Many gamers may not be aware of it, but Tim Schafer makes some of their favourite games. Monkey Island, Brutal Legend, Grim Fandango, Psychonauts; his games have not always become raging commercial successes, but they have certainly always made an impact on the industry and illustrated a calibre of writing that was often above and beyond any of his contemporaries.
Broken Age is a crowd funded return to his roots, a classic point and click adventure.
A quick note, for the purposes of this piece I will reviewing the game as a whole, and not as some other sites have done, as two separate halves for its two instalments, my aim to give readers a cohesive understanding of the complete game.
The narrative itself is split between our two protagonists, Vella Tartine and Shay Volta, both of whom exist in entirely different worlds but weare able to switch between the two heroes at any point.
For a large portion of the story, they each act out their own coming of age rebellions before their tales become more closely entwined near the games midpoint.Vellas story is a grand tale of defiance in a society enslaved by an all powerful beast, while Shays smaller scale sci-fi story takes place in a space ship ruled by an overbearing parental artificial intelligence. The two stories artfully mirror each other on important themes on radically different stages and switching between the two is smooth and satisfying.
What Broken Age does so exceptionally well is what Double Fine have become renowned for, combine brilliant writing with a beautiful visual aesthetic. The celebrity heavy voice acting cast is impeccable and makes the most of the already excellent script.
Whereas Tim Schafer’s classic games such as Grim Fandango and Monkey island certainly had their own distinctive art style, Broken Age equals and even surpasses them in perfectly blending the game’s tone with a soft pastel story book design, balancing darker themes with a lighter presentation, creating a sense of cinematic cohesion that is probably the best I’ve seen come out of this studio.
Emotionally dense subjects are picked apart and conveyed with a blend of warmth, humour and underlying gravity that is reminiscent of Pixar at their best.
However the actual gameplay mechanics themselves are not always as rewarding as the narrative they progress. There must be a word of warning to the uninitiated, this particular puzzling genre relies on a kind of whimsical logic that can be off putting to the outsider, the problems here are rarely completely nonsensical in the way that they are solved but there is certainly a level of mental contortion-ism which may not be familiar to the average Call of Duty fanatic.

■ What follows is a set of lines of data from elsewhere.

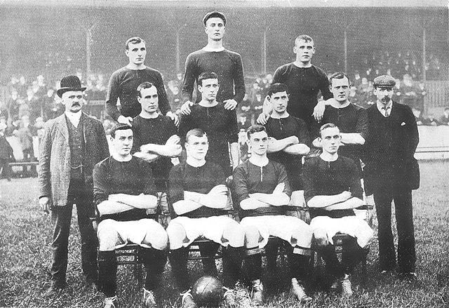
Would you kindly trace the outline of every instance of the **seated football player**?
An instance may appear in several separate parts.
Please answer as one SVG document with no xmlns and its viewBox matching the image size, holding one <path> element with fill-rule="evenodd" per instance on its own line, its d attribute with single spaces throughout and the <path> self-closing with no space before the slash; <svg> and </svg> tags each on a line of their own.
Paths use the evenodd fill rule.
<svg viewBox="0 0 449 308">
<path fill-rule="evenodd" d="M 111 142 L 112 156 L 93 169 L 94 201 L 100 220 L 97 231 L 98 284 L 106 296 L 105 308 L 118 307 L 115 250 L 128 243 L 142 247 L 147 270 L 144 307 L 156 307 L 154 290 L 165 267 L 168 236 L 146 213 L 157 206 L 152 168 L 149 163 L 130 154 L 133 130 L 129 126 L 116 124 L 111 130 Z"/>
<path fill-rule="evenodd" d="M 288 88 L 284 83 L 273 83 L 268 88 L 267 100 L 273 113 L 264 125 L 269 138 L 268 159 L 282 163 L 287 171 L 287 178 L 292 189 L 287 215 L 300 217 L 297 207 L 303 207 L 304 191 L 301 174 L 303 155 L 309 153 L 310 141 L 309 130 L 304 120 L 290 115 L 287 112 Z M 273 241 L 265 246 L 269 272 L 276 272 L 278 243 Z"/>
<path fill-rule="evenodd" d="M 335 282 L 340 282 L 342 295 L 349 297 L 352 295 L 349 274 L 360 260 L 362 248 L 373 239 L 373 230 L 354 214 L 353 209 L 363 203 L 360 168 L 352 159 L 338 154 L 341 139 L 335 124 L 321 126 L 318 141 L 323 153 L 306 161 L 302 182 L 312 217 L 310 227 L 314 242 L 321 250 L 326 269 Z M 333 241 L 337 233 L 354 238 L 346 249 L 350 253 L 343 254 L 342 262 L 337 257 Z"/>
<path fill-rule="evenodd" d="M 180 156 L 182 148 L 173 121 L 158 112 L 157 88 L 149 82 L 144 82 L 137 88 L 137 97 L 142 111 L 133 120 L 134 142 L 131 153 L 152 163 L 159 206 L 158 211 L 163 214 L 162 223 L 167 227 L 169 215 L 167 182 L 173 166 L 171 159 Z"/>
<path fill-rule="evenodd" d="M 268 159 L 269 138 L 265 128 L 253 125 L 247 132 L 251 156 L 234 171 L 235 198 L 241 225 L 245 229 L 245 264 L 253 284 L 251 302 L 263 304 L 260 249 L 276 236 L 291 246 L 288 262 L 292 292 L 300 302 L 311 298 L 304 290 L 311 251 L 311 229 L 300 219 L 286 215 L 291 190 L 286 168 Z"/>
<path fill-rule="evenodd" d="M 240 225 L 228 216 L 225 177 L 218 165 L 205 158 L 209 143 L 206 133 L 194 128 L 185 138 L 186 161 L 172 168 L 169 177 L 170 208 L 177 215 L 168 224 L 170 262 L 178 288 L 182 307 L 196 307 L 189 292 L 187 273 L 189 246 L 196 239 L 205 238 L 217 243 L 213 255 L 223 246 L 223 286 L 227 307 L 234 307 L 233 293 L 240 274 L 244 232 Z M 215 264 L 214 264 L 215 265 Z M 212 271 L 214 267 L 210 267 Z M 210 272 L 210 269 L 205 269 Z M 207 272 L 216 275 L 216 272 Z"/>
</svg>

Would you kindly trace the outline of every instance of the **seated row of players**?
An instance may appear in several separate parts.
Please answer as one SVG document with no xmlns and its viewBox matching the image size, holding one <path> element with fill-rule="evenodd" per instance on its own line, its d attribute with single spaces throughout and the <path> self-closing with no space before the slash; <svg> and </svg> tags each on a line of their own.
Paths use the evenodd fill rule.
<svg viewBox="0 0 449 308">
<path fill-rule="evenodd" d="M 317 217 L 310 226 L 285 215 L 291 190 L 286 168 L 267 156 L 269 140 L 264 126 L 255 125 L 248 129 L 251 157 L 234 171 L 235 206 L 242 217 L 240 224 L 226 215 L 225 177 L 219 166 L 206 159 L 209 147 L 207 135 L 198 128 L 189 130 L 186 136 L 186 161 L 170 171 L 169 196 L 177 217 L 171 220 L 166 233 L 146 215 L 148 210 L 154 213 L 158 189 L 151 165 L 131 155 L 133 130 L 125 124 L 117 124 L 112 129 L 114 153 L 98 163 L 93 172 L 95 203 L 101 220 L 98 227 L 98 282 L 107 297 L 105 307 L 118 307 L 114 250 L 129 242 L 143 248 L 146 307 L 156 307 L 153 290 L 164 268 L 164 250 L 168 242 L 172 269 L 183 293 L 183 307 L 196 307 L 188 291 L 187 260 L 188 246 L 200 236 L 224 248 L 223 284 L 228 307 L 235 306 L 232 289 L 240 274 L 243 255 L 253 283 L 252 302 L 263 303 L 260 248 L 270 236 L 291 246 L 288 260 L 292 290 L 300 302 L 311 300 L 302 284 L 307 278 L 313 237 L 323 249 L 326 267 L 342 279 L 344 294 L 351 294 L 350 282 L 344 275 L 354 262 L 339 265 L 331 239 L 337 232 L 347 233 L 357 239 L 360 247 L 364 247 L 372 232 L 351 210 L 362 203 L 360 175 L 351 160 L 338 156 L 341 136 L 335 125 L 321 128 L 319 142 L 322 144 L 323 154 L 308 161 L 304 167 L 307 204 L 319 208 L 313 212 Z"/>
</svg>

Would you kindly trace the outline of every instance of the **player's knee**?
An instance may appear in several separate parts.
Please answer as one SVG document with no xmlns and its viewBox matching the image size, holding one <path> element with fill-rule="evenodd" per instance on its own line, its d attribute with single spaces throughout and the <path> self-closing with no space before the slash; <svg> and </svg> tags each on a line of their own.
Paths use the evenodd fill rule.
<svg viewBox="0 0 449 308">
<path fill-rule="evenodd" d="M 177 222 L 171 222 L 167 227 L 167 234 L 170 249 L 178 249 L 182 247 L 184 239 L 186 238 L 186 233 L 184 227 Z"/>
<path fill-rule="evenodd" d="M 320 248 L 328 246 L 328 234 L 323 229 L 316 229 L 313 233 L 313 241 L 314 245 Z"/>
<path fill-rule="evenodd" d="M 292 238 L 297 245 L 310 247 L 312 239 L 311 229 L 305 223 L 304 225 L 297 226 L 293 230 Z"/>
<path fill-rule="evenodd" d="M 253 248 L 259 245 L 259 230 L 255 226 L 245 226 L 245 246 Z"/>
<path fill-rule="evenodd" d="M 245 243 L 245 230 L 237 222 L 229 222 L 224 227 L 223 238 L 232 247 L 242 247 Z"/>
<path fill-rule="evenodd" d="M 168 236 L 162 226 L 157 224 L 147 230 L 144 243 L 150 244 L 154 249 L 163 250 L 168 244 Z"/>
<path fill-rule="evenodd" d="M 114 221 L 107 220 L 101 222 L 97 232 L 100 251 L 114 250 L 119 240 L 119 234 Z"/>
</svg>

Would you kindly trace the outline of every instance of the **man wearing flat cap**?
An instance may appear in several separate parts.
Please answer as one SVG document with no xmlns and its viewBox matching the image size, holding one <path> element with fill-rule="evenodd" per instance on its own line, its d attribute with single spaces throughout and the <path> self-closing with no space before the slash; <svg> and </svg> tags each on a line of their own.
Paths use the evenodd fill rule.
<svg viewBox="0 0 449 308">
<path fill-rule="evenodd" d="M 83 272 L 88 285 L 96 283 L 98 241 L 90 219 L 95 217 L 92 173 L 95 163 L 108 157 L 109 152 L 101 122 L 81 111 L 85 90 L 76 76 L 61 80 L 57 93 L 65 112 L 46 123 L 40 145 L 39 204 L 46 213 L 51 211 L 54 226 L 48 295 L 66 285 L 74 204 L 76 205 L 81 238 Z"/>
<path fill-rule="evenodd" d="M 408 106 L 391 100 L 394 79 L 387 75 L 374 79 L 377 100 L 368 109 L 368 133 L 365 142 L 365 190 L 374 194 L 379 222 L 380 271 L 396 269 L 403 278 L 416 279 L 412 189 L 420 186 L 420 169 L 414 157 L 418 145 L 417 126 Z M 391 233 L 391 201 L 394 201 L 398 230 L 397 267 Z"/>
<path fill-rule="evenodd" d="M 217 100 L 223 102 L 225 109 L 235 109 L 245 96 L 241 56 L 223 47 L 226 16 L 217 11 L 209 12 L 203 18 L 203 24 L 208 35 L 208 44 L 203 49 L 189 54 L 185 60 L 184 105 L 181 107 L 184 114 L 190 113 L 189 107 L 195 102 L 192 98 L 194 83 L 196 82 L 198 86 L 198 78 L 205 72 L 213 72 L 218 75 L 220 90 Z M 201 94 L 196 91 L 196 102 L 199 102 Z"/>
</svg>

Particularly in the second half of Broken Age’s story, we begin to expose the worst elements of this style of game, forcing you to wander aimlessly through panels and panels of screen attempting to pick up on the most maddeningly subtle of visual cues on how to solve your next puzzle.
This can lead to a jarring sense of pacing within the overarching narrative, once you reach a crucial story moment but can’t progress because of a seemingly arbitrary combination of items that you had not yet considered. The first half of the games pacing is excellent but begins to peter out in the closing acts, leading the game to end with a drawn out sigh as opposed to a bang.
The story itself is consistently excellent, unfortunately moving through it grows frustrating in the games tail end.
It is times like this where I am forced to wonder if even a perfectly executed example of the point and click genre is still just treading water in a game world that’s moved on.
The point and click adventure was pioneered through writers creatively overcoming the technical limitations of their platforms and finding non hardware intensive methods of helping the player meaningfully engage with a wonderful story.
Now we live in a world of gaming that is constantly pushing boundaries and finding new and inventive ways to express narrative in a playable format with hardware that offers almost boundless opportunity for fresh and exciting experiences, perhaps it’s time for this style of adventure to let go of some of the restrictions in its roots and embrace new possibilities.
Broken Age is still first and foremost a wonderful story that is lovingly told and at its best, reminds us why Tim Schafer is one of the greats in game design. Despite being held back by some pacing issues and frustrating Level design, Broken Age is emotionally nuanced, excellently written and beautifully presented; certainly worth more than its asking price.